I’m not too happy with this one due to a variety of reasons. There’s a lot of pointless rooms – Not so much the amount of them being a problem, but rooms you’d never have to go into. Creating all the rooms in the playable area would be very time consuming, while simply cutting them from the design would leave the level feeling very empty.

Additionally, there aren’t many fun opportunities to be able to get away from the pursuing creature other than running into a room and running in a circle within it, which would become tiresome quick.

On top of that, the level is very linear. While there may be many rooms, the path to get to the final area is through very few straight hallways with no different paths to go on to explore. I will not be using this design.

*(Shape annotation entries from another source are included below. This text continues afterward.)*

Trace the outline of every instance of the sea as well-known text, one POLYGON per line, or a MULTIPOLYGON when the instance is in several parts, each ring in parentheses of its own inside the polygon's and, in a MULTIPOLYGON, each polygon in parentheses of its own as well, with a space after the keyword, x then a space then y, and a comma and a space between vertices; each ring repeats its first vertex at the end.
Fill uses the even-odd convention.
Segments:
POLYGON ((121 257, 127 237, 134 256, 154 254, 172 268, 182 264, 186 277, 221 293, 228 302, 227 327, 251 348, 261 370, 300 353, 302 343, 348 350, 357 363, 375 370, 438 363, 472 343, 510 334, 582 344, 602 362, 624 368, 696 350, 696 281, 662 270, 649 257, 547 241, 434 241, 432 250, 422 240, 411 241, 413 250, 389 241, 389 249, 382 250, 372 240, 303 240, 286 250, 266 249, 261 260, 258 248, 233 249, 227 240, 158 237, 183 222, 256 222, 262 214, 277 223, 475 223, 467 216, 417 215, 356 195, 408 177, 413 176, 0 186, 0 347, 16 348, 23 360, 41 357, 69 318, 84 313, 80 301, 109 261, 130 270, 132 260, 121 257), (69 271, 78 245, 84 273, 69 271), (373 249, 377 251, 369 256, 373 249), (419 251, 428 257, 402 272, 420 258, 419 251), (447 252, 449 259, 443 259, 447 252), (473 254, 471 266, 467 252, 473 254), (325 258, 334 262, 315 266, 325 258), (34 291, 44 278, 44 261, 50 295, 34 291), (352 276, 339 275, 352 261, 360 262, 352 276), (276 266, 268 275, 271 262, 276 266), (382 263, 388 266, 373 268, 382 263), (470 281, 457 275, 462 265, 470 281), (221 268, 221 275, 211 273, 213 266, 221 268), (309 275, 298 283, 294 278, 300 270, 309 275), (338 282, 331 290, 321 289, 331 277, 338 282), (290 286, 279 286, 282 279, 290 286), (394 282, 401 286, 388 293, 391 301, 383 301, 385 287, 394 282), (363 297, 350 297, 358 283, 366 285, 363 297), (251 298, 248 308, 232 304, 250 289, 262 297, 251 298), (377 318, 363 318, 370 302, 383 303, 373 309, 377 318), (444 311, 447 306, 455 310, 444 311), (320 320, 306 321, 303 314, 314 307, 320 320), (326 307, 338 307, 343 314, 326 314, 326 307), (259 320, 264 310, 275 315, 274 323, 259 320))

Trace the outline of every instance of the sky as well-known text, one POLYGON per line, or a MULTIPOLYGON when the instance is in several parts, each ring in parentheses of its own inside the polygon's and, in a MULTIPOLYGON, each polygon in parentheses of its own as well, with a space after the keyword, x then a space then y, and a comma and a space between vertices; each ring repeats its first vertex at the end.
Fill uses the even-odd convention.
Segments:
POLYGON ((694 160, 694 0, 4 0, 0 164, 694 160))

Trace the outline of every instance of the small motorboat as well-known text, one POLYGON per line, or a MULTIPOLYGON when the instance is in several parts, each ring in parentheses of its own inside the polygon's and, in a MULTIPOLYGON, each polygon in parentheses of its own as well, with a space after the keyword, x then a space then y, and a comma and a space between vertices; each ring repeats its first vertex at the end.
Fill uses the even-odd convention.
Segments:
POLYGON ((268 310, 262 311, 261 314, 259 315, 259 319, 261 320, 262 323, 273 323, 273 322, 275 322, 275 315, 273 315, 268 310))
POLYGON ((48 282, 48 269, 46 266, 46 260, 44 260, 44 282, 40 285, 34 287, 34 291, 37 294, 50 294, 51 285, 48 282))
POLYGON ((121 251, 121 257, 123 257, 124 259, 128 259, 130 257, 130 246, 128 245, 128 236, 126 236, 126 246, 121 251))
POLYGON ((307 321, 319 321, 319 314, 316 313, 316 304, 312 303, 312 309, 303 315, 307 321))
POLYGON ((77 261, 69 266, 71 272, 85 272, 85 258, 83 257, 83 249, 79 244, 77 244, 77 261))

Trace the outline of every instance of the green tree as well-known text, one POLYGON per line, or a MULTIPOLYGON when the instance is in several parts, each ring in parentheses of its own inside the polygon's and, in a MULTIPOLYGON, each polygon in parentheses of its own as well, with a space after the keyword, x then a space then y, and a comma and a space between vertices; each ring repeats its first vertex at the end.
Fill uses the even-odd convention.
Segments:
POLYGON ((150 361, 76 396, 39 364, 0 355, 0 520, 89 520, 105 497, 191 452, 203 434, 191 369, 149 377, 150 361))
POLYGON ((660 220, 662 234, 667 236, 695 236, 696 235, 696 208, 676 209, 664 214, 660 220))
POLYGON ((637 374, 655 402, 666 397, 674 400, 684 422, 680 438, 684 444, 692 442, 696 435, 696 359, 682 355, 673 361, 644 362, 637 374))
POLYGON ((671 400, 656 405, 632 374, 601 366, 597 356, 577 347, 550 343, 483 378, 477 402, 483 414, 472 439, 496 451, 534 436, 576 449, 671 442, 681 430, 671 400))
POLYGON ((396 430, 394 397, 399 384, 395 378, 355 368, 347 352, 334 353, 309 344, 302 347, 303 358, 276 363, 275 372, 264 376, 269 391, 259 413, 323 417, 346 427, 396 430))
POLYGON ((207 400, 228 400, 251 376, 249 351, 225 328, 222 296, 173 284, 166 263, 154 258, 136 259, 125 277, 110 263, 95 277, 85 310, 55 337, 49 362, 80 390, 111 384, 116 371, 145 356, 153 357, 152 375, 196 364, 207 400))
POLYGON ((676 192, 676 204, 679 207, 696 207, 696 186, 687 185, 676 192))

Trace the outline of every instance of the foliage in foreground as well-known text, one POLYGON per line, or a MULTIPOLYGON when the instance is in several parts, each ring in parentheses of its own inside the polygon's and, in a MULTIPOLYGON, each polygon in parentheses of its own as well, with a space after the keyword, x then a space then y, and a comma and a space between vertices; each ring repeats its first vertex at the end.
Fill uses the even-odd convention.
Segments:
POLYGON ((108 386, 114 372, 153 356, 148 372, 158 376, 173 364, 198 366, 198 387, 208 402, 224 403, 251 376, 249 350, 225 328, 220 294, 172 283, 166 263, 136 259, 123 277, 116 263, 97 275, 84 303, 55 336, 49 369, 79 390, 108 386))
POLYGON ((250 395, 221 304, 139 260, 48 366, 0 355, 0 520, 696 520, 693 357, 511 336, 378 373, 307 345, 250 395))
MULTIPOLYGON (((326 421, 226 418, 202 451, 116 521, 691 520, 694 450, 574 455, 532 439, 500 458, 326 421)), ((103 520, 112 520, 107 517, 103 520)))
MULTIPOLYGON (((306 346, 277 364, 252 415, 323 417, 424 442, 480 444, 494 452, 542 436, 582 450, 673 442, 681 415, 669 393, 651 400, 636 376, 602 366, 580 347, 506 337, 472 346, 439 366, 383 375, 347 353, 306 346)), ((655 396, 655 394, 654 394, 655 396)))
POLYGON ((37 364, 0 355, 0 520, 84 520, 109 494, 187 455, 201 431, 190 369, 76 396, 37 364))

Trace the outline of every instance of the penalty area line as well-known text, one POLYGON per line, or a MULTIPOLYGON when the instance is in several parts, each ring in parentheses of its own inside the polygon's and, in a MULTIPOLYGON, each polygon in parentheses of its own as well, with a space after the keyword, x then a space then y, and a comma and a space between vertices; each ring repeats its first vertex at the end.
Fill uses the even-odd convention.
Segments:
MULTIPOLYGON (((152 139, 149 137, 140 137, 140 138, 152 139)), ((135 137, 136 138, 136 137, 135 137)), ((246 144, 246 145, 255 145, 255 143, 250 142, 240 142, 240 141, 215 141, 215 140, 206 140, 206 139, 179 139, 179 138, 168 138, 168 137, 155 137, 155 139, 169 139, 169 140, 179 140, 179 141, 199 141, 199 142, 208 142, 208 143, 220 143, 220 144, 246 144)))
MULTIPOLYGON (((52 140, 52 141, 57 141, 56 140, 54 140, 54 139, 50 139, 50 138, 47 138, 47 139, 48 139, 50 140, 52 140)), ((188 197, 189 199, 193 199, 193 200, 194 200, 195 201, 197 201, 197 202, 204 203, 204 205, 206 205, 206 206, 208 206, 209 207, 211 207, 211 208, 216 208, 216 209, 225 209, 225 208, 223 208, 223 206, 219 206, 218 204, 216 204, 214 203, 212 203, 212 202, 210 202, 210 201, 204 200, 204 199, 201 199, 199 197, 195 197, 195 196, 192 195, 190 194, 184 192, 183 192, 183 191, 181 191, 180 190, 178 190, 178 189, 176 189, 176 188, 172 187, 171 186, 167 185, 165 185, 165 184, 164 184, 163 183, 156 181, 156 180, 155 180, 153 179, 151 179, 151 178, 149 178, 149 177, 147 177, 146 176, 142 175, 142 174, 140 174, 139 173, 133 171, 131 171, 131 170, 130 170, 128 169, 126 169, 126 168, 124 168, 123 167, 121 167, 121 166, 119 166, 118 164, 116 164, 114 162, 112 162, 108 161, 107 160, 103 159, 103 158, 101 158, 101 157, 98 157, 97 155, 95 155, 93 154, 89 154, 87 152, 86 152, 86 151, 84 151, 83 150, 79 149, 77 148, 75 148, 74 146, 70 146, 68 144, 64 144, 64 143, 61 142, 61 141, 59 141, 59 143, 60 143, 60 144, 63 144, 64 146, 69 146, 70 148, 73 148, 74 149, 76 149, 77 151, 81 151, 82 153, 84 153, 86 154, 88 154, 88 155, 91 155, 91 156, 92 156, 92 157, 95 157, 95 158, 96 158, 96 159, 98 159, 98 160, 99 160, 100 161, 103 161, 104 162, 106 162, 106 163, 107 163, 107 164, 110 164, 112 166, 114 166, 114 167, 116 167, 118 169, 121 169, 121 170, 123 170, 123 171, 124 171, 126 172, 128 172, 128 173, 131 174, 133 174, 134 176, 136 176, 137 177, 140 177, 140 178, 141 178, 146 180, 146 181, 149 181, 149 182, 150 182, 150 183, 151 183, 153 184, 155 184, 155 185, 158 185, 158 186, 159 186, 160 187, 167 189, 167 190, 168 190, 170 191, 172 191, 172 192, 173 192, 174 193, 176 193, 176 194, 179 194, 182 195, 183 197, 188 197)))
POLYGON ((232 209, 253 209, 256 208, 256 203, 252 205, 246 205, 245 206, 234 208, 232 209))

Posted by Thomas in Creative Research Blog

My level’s gameplay mechanics

Just a quick post discussing what gameplay mechanics my final level will have. As my research project is focusing exclusively on the level design aspects as opposed to gameplay, I’ll be having very shallow gameplay mechanics – Just enough to have the level playable.

Player movement

Movement will be your standard 3D game controls, with WASD to move around and the mouse to look around.

Player interaction

There will be no inventory management or combat for the player, they can only move around. As far as interacting with the level, they will be able to open doors and flick certain switches to unlock new areas.


As per the survey results, a creature will eventually begin following the player through the level, attempting to hunt them down and kill them. All the player can do about this is attempt to stay away from it. It’ll move slower than the player to give the player a chance, but if they stay in an area too long, it’ll catch up with them.